Recycling conundrums: “Plastic is the most confusing. The way the plastics industry codes products is with a triangle with a number in it. That triangle does not necessarily mean an item is recyclable. It has to do with what materials can be processed by the plant and which ones have a market value. Styrofoam has a triangle with the number 6 so people assume they can recycle Styrofoam, but the majority of Styrofoam is air, and it doesn’t make sense to be shipping air around. That doesn’t mean it isn’t recyclable, but the facilities aren’t set up to take it.”
Paper or plastic: “In theory they (plastic bags) are recyclable, but the recovery facility is all conveyor belt-driven, and those plastic bags blow around and become airborne litter, and they get caught in the machinery. So your newspaper sacks, your bread sacks, your plastic grocery sacks are not accepted curbside, but they can be taken back to the grocery store. There are collection programs at almost every single grocery store.”
The Starbucks controversy: “There’s a lot of debate about coffee cups. Most companies don’t want materials with embedded food residue. So if your coffee was sitting in the cup long enough that it is stained, companies don’t want it. And a lot of coffee cups are lined with wax or have a Styrofoam bubble on the outside. Anything that is mixed materials there is no market for. If it’s a pure, unstained paper cup it can be recycled.”
A little overboard: “One thing I used to do was cut out the plastic windows of junk mail and pull off the fake plastic credit cards and pull out the staples and so on. You can just toss the whole thing into the bin. During the pulping process, it goes through filters that catch the non-paper materials.

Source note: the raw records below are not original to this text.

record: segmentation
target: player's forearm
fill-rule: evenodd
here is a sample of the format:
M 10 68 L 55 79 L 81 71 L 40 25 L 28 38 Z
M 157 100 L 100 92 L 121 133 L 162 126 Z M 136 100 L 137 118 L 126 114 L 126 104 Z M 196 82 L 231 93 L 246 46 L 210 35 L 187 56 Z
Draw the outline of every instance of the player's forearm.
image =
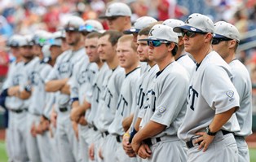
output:
M 60 89 L 60 92 L 62 94 L 66 94 L 68 95 L 70 94 L 70 86 L 68 84 L 65 84 L 61 89 Z
M 225 112 L 216 114 L 210 124 L 209 128 L 211 132 L 218 132 L 227 121 L 231 118 L 232 114 L 236 112 L 237 107 L 233 107 Z
M 128 117 L 125 118 L 123 120 L 122 120 L 122 128 L 125 129 L 125 132 L 126 132 L 131 123 L 132 123 L 132 119 L 134 118 L 134 114 L 131 114 L 130 116 L 129 116 Z
M 60 89 L 66 84 L 66 79 L 50 81 L 46 84 L 46 91 L 56 92 L 58 90 L 60 90 Z
M 166 129 L 166 125 L 150 120 L 143 129 L 141 129 L 135 136 L 137 141 L 154 137 Z

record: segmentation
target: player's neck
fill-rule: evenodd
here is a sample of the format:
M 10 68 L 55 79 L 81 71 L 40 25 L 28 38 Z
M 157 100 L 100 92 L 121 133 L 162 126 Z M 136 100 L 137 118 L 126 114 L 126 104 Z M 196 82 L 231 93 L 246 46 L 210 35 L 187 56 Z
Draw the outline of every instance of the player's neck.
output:
M 201 48 L 199 51 L 196 52 L 196 55 L 192 55 L 197 63 L 200 63 L 205 57 L 210 53 L 213 51 L 213 48 L 210 45 L 205 46 L 204 48 Z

The greater good: “When you put out items to be recycled they don’t have to be immaculate, but they should be rinsed out. Cleanliness is important because that material might sit in a warehouse a couple of months, and if it’s July or August it is going to smell unpleasant and grow bacteria. The amount of energy that goes into making new products is so much more than the amount of water you use rinsing.”